IgG⁺ expressing B-cells are depleted by anti-human IgG STALs even in the presence of soluble IgG antibody. a) Human memory B-cells were isolated from healthy control PBMCs and incubated under one of the following conditions: unstimulated (PBS), anti-human IgG-liposomes (αIgG Lip), anti-human IgG+hCD22L (αIgG STALs), or CD22L liposomes alone (CD22L Lip) for 24 hrs. After 24hrs, cells were stained for markers of activation (CD69) and cell death (Annexin V/PI) (N=10 for PBS, αIgG, and αIgG STAL, N=7 for CD22L Lip, each independent experiments, pooled data, one-way ANOVA with multiple comparisons). c) B-cells were cultured under the same conditions as above, except that soluble IgG (5 ng/mL) was added to the wells prior to the addition of PBS or the liposomes (N=4 for PBS, αIgG, αIgG STALS, and CD22L Lip, each an independent experiment, pooled data, one-way ANOVA with multiple comparisons). Representative FACS analysis data on activation marker CD69 and cell death markers annexin V and PI uptake from one healthy donor are shown.

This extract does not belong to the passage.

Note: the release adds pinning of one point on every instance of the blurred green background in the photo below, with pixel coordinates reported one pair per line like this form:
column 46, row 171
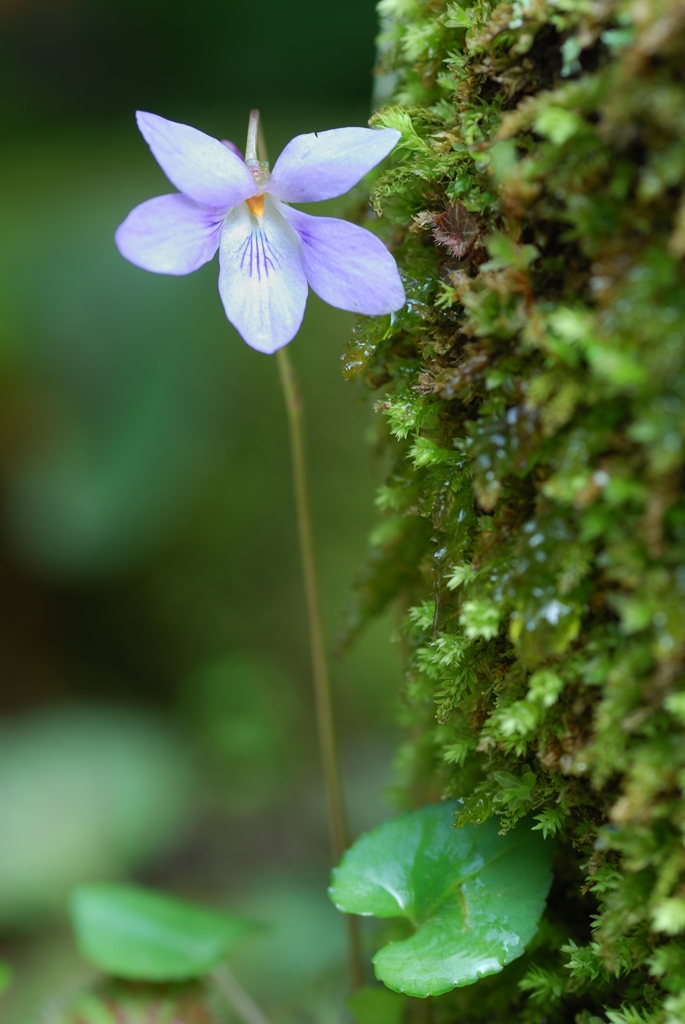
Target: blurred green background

αIgG-STALs Prevent Differentiation of Stimulated Memory B-cells to Plasmablasts.

The inflammatory conditions in the RA synovium produces a variety of cytokines that can potentially provide a secondary signal that abrogates the effect of STALs ^{49, 50}. To assess the impact of such stimulatory conditions on αIgG-STALs, purified B-cells were left unstimulated (PBS) or cultured under Stim-3 conditions for 24hrs, followed by addition of αIgG-Liposomes, αIgG-STALs, or CD22L-Liposomes. Under these conditions, anti-IgG STALs significantly blocked the differentiation of memory cells to plasmablasts, while αIgG-Liposomes or CD22L-Liposomes had no effect on differentiation (Figure 3A, B). The decreased differentiation of plasmablasts also correlated with a near complete abrogation of IgG production relative to the unstimulated control (Figure 3C). Notably, αIgG-STALs had no effect when added 5 days after cells were stimulated (Supplemental Figure 7), consistent with the timeframe in which down regulation of CD22 occurs when B-cells are differentiated into plasmablasts. This data demonstrates that STALs maintain their tolerizing effects on memory B-cells even in the presence of some inflammatory mediators.

Figure 3.

Generation of plasmablasts is inhibited using anti-human IgG STALs. a) Human B-cells were isolated from healthy control PBMCs and plated at 1×10⁵ stimulated under Stim #3 conditions for 24hr or PBS, followed by 7 days under one of the following conditions: unstimulated (PBS), anti-human IgG-liposomes (αIgG Lip), anti-human IgG+hCD22L (αIgG STALs), or CD22L liposomes alone (CD22L Lip) for the entirety of the study. After 7 days, each well was harvested for flow cytometry analysis of B-cell subsets (N=8 each an independent experiment, pooled data, one-way ANOVA with multiple comparisons). B) Representative plots are shown in b) and c) supernatant from each experiment was assessed for total IgG (N=8 each an independent experiment, pooled data, one-way ANOVA with multiple comparisons).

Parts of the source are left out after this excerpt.